Earlier, in the car park, we had an up-close view of a 'roo with Joey.

After that we headed for Fremantle to arrive on Friday 1st Nov.

The mid-west coast

Sunday 27 October 2013
Continuing south on the North West Coastal Highway we passed east of Kalbarri National Park and just before 28deg south, took a right to go northwest through the park for 65km, to hit the coast at Kalbarri. This is a "popular holiday destination" according to the notes on the map, which conjures-up images of hoards of people all crammed into a seafront strip.
Well this Western Australia and things don't work like that. The photographs say it all really...
 

This is the mouth of the Murchison River, the first we've seen with any visible water. The Indian Ocean is to the left of the left picture and the town is on the south side (to the right) and the river mouth is a lovely place to enjoy the water. There's a great beach, water craft to hire and the pub is just across the road. Pelicans come onto the verge at the edge of the beach for an extra feed each morning.

Intrepid explorers once walked from here to Perth, about 500 km away, after being shipwrecked just off the coast.
We hired a motorboat and went up-river, only to hit a sandbank. As that brought back fairly recent memories of Grasmere and submerged logs, the skipper decided enough was enough and we turned back.

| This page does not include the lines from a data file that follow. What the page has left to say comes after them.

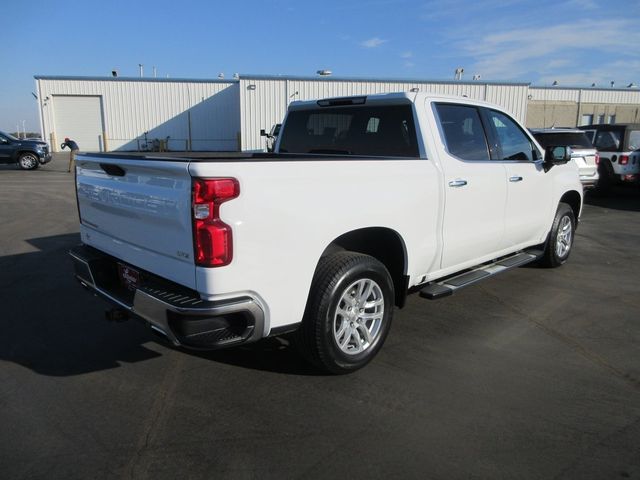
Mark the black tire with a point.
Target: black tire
(28, 161)
(336, 279)
(560, 242)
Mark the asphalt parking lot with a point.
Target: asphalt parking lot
(532, 374)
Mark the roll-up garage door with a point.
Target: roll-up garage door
(80, 119)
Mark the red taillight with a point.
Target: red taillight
(212, 238)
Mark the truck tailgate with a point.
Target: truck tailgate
(138, 210)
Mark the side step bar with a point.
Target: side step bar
(444, 288)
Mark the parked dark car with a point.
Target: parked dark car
(28, 154)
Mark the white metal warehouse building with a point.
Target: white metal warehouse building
(107, 113)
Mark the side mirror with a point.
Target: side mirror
(556, 156)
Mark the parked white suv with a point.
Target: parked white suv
(582, 150)
(619, 147)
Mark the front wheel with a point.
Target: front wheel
(561, 237)
(28, 161)
(348, 313)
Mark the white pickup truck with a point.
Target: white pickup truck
(365, 200)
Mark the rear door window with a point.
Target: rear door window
(463, 131)
(387, 130)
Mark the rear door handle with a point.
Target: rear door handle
(457, 183)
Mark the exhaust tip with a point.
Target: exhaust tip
(117, 315)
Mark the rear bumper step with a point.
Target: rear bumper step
(446, 287)
(174, 311)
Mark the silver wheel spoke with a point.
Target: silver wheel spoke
(373, 303)
(345, 341)
(358, 318)
(343, 329)
(366, 292)
(364, 332)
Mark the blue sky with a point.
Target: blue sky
(576, 42)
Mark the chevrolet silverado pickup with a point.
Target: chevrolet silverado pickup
(364, 200)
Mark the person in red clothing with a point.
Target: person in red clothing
(73, 146)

Just inland, a reasonably serious bit of unsealed road, takes you 25km or so into the Murchison river gorges. There are two particular look-outs which are quite dramatic and presumably spectacular after rain in the catchment area. The geology of the area is all about sandstone fractures and intersections, but I'm afraid that our memories are more of the flies, which for the first time in three weeks became unbearable. Thank goodness that we actually had our nets with us, rather than in the car; instant relief.


It's scary in places like this. The temperature was nearly 10 deg higher than at the coast and it's even hotter in the gorges themselves. Not a place to go walking during the main part of the day. It would have been over 40 degrees down there and that doesn't mix well with flies either, so it as back to the hustle and bustle of Kalbarri town.